Adaptive Recursive Calling: Fugu possesses unique "test-time scaling" capability. The model can read its own previous outputs as context, autonomously identify flaws or deficiencies during runtime, and automatically initiate correction workflows.
Controllable Compute Axis: Users can treat "recursion depth" as a tunable parameter during inference.
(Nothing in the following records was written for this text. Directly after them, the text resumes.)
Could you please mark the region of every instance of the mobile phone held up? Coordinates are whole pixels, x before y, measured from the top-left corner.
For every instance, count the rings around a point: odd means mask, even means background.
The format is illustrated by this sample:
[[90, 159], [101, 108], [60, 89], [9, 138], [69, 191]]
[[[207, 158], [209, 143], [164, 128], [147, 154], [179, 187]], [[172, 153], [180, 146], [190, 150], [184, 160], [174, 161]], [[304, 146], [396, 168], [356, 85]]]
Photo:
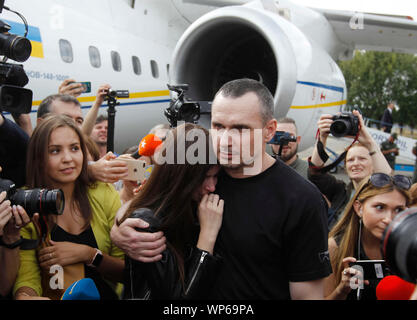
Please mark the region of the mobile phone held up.
[[350, 267], [361, 271], [364, 280], [382, 279], [391, 274], [385, 260], [358, 260], [349, 265]]
[[70, 82], [71, 83], [80, 83], [83, 87], [82, 93], [90, 93], [91, 92], [91, 82], [90, 81], [84, 81], [84, 82]]
[[153, 166], [147, 166], [143, 160], [117, 158], [126, 162], [128, 168], [128, 176], [126, 180], [142, 182], [144, 179], [148, 179], [152, 173]]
This allows developers to flexibly control the system's "thinking" intensity based on the need for result accuracy versus response speed.

Performance Benchmarks: Surpassing Top-Tier Single Models

According to official evaluation data released by Sakana AI, Fugu Ultra has achieved breakthrough scores on several challenging benchmarks, outperforming current leading flagship single models.

Benchmark Results

GPQAD (General Purpose Question Answering & Reasoning): Score 95.1
LCBv6 (Logic & Commonsense Benchmark v6): Score 93.2
SWEPro (Software Engineering Professional Test): Score 54.2

In the above tests, Sakana Fugu Ultra's overall performance surpassed that of models like GPT 5.4, Gemini 3.1, and Claude Opus 4.6. Its architectural advantages of multi-agent collaboration and dynamic error correction are particularly evident in hardcore reasoning and coding tasks.

The launch of the Fugu system marks a critical step in moving multi-agent collaboration from theoretical research to large-scale commercial application. Its paradigm of "dynamic orchestration and autonomous optimization" may bring new perspectives to developing complex AI applications.